3 6 FIGS.- illustrate operations performed by apparatuses, methods, and computer program products according to various example embodiments. It will be understood that each flowchart block, and each combination of flowchart blocks, may be implemented by various means, embodied as hardware, firmware, circuitry, and/or other devices associated with execution of software including one or more software instructions. For example, one or more of the operations described above may be implemented by execution of software instructions. As will be appreciated, any such software instructions may be loaded onto a computing device or other programmable apparatus (e.g., hardware) to produce a machine, such that the resulting computing device or other programmable apparatus implements the functions specified in the flowchart blocks. These software instructions may also be stored in a non-transitory computer-readable memory that may direct a computing device or other programmable apparatus to function in a particular manner, such that the software instructions stored in the computer-readable memory comprise an article of manufacture, the execution of which implements the functions specified in the flowchart blocks.

The flowchart blocks support combinations of means for performing the specified functions and combinations of operations for performing the specified functions. It will be understood that individual flowchart blocks, and/or combinations of flowchart blocks, can be implemented by special purpose hardware-based computing devices which perform the specified functions, or combinations of special purpose hardware and software instructions.

As described above, example embodiments provide methods and apparatuses that enable enhanced usage monitoring of an IoT device within an IoT network, facilitating the generation of precise IoT device recommendations. Example embodiments thus overcome the shortcomings of conventional energy usage management systems by eliminating the need for manual interactions with individual IoT devices to obtain personalized recommendations. By leveraging advanced analytics and automation, example embodiments streamline the monitoring process, reducing time and resource consumption while increasing accuracy and efficiency. Furthermore, embodiments described herein are designed to adapt to emerging risks and the evolving technological landscape, ensuring that they remain effective and relevant. By automating functionality that has historically required human input not only accelerates the generation of IoT device recommendations but also introduces new capabilities, such as real-time optimization and predictive analytics of energy consumption, which were previously unavailable. Consequently, these embodiments provide technical solutions that effectively address real-world challenges, offering users opportunities to reduce the financial burden associated with their digital footprints and achieve greater energy efficiency in their personal user environments.

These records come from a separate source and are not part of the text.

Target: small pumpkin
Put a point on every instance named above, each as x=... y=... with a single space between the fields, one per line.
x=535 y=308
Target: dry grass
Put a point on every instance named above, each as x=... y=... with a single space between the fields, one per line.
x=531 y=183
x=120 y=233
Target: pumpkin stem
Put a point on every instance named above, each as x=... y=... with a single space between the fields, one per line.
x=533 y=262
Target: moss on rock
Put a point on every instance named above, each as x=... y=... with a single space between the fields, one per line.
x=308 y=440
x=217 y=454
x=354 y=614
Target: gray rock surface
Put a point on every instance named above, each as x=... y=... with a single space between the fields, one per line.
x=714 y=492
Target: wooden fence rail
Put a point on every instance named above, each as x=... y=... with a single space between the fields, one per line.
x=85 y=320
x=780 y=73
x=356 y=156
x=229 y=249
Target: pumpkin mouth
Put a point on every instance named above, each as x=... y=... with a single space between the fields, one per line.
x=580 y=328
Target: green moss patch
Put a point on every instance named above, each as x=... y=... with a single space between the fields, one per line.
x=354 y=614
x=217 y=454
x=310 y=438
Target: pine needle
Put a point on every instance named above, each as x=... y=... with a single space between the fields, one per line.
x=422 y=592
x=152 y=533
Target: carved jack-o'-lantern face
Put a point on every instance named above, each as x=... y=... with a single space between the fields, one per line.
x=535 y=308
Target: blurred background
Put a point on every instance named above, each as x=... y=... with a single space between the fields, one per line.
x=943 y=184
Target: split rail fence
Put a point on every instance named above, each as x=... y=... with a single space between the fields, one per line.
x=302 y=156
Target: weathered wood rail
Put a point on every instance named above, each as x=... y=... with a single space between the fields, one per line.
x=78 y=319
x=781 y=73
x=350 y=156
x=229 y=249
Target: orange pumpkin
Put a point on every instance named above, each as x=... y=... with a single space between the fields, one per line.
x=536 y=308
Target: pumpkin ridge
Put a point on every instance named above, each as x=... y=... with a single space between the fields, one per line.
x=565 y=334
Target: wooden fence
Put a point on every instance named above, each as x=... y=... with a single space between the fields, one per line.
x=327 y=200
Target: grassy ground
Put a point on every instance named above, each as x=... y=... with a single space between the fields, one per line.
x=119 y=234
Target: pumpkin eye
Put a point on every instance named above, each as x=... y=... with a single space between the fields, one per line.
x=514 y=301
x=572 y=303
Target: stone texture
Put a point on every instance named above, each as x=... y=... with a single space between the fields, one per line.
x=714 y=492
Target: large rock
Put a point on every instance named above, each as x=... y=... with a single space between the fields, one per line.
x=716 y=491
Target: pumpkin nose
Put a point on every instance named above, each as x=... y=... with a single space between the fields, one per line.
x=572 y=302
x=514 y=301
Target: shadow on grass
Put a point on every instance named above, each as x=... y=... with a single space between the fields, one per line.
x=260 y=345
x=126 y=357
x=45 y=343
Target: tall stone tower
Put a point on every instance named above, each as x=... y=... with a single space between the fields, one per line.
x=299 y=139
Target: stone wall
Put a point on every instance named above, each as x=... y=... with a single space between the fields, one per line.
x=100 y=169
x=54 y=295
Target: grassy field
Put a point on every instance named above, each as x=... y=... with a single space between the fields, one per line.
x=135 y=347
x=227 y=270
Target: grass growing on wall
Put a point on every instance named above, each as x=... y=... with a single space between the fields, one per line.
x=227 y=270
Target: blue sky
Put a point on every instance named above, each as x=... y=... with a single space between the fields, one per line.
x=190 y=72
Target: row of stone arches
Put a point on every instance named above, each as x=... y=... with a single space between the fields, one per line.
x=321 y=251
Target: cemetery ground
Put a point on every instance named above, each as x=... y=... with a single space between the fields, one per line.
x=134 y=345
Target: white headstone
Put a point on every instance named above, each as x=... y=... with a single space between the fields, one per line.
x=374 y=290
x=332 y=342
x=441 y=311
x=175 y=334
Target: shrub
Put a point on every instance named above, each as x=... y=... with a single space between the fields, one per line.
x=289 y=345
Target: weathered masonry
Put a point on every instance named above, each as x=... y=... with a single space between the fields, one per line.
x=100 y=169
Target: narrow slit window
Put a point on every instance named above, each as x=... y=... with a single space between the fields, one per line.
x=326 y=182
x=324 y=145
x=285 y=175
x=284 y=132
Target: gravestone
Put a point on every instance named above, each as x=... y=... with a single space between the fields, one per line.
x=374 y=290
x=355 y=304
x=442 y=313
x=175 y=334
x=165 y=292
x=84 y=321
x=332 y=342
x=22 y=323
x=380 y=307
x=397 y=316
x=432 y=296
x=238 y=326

Additionally, by integrating sophisticated machine learning algorithms and advanced data analytics, example embodiments described herein provide users with actionable insights tailored to their specific usage patterns and needs. This enables a more nuanced understanding of energy consumption and cost-saving opportunities, which conventional energy usage monitoring systems often overlook. For instance, the ability to predict future energy usage trends and automatically adjust device settings based on these predictions allows for proactive management rather than reactive adjustments. This results in optimized performance of IoT devise, further reducing operational costs and enhancing overall energy efficiency. Moreover, the seamless integration of the advanced IoT device usage monitoring system with diverse IoT devices and platforms ensures comprehensive coverage across the entire IoT network, mitigating the fragmented usage data collection issues common in conventional approaches. By delivering precise, data-driven recommendations and streamlining the entire usage monitoring process, these embodiments not only solve existing problems but also set new standards in energy and maintenance management and associated cost reduction approaches.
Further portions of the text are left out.